Журавлиный крик - Быков Василь Владимирович (книги полностью .TXT) 📗
— Пшеничный вот смылся, — мрачно сообщил Овсеев. — И правильно сделал.
— Как смылся? — простодушно удивился Глечик, подняв на Овсеева большие чистые глаза.
— А вот так. Махнул в тыл и теперь, может, где-нибудь в обозе портянки сушит.
Глечик уныло потупился, нахмурил белесые брови, стараясь осознать смысл таинственного исчезновения Пшеничного. Как можно было бросить товарищей, взвод, удрать в тыл? Этого Глечик, сколько ни старался, понять не мог.
Пока Глечик мучительно раздумывал, Овсеев медленно отошел в траншею и исподлобья внимательно наблюдал за ним. Первый вариант его плана провалился в самом начале, и теперь Овсеев с присущими ему хитростью и изворотливостью думал, что предпринять еще.
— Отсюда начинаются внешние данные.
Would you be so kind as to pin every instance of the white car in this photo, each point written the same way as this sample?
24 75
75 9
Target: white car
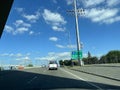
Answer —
53 65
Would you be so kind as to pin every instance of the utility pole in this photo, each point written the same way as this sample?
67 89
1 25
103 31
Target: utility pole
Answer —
76 13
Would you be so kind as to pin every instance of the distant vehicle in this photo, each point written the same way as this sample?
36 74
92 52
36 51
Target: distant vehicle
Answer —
53 65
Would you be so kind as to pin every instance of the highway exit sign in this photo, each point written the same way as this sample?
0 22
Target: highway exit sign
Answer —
77 54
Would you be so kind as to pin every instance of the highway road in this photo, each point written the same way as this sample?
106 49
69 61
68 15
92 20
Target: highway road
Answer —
61 79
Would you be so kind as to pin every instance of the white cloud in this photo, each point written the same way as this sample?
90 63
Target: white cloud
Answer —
4 54
56 56
19 23
67 46
69 2
20 30
9 29
112 20
54 1
19 9
54 19
101 15
113 2
56 28
72 46
31 32
53 38
32 17
88 3
60 46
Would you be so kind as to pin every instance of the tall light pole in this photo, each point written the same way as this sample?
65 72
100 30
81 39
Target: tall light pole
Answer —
77 31
77 12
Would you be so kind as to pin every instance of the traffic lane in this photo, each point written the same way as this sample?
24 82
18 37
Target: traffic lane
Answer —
101 82
94 83
103 70
57 79
24 80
Сговариваться с Глечиком, видимо, не имело смысла: парень он недалекий и теперь слегка обстрелялся, осмелел и бежать, вероятно, не согласится. Не решаясь окончательно раскрыть ему свое намерение, Овсеев прикидывал и так и эдак, пока громкий голос Карпенко снова не встревожил весь переезд:
— К бою!
Невольно подчиняясь команде, Овсеев схватился за пулемет, испуганно бросился на свое место Глечик, а старшина властно и сурово командовал:
— Свист, на прицел — танки! Овсеев — по пехоте. Глечик — гранаты к бою! Замри! Огонь по команде!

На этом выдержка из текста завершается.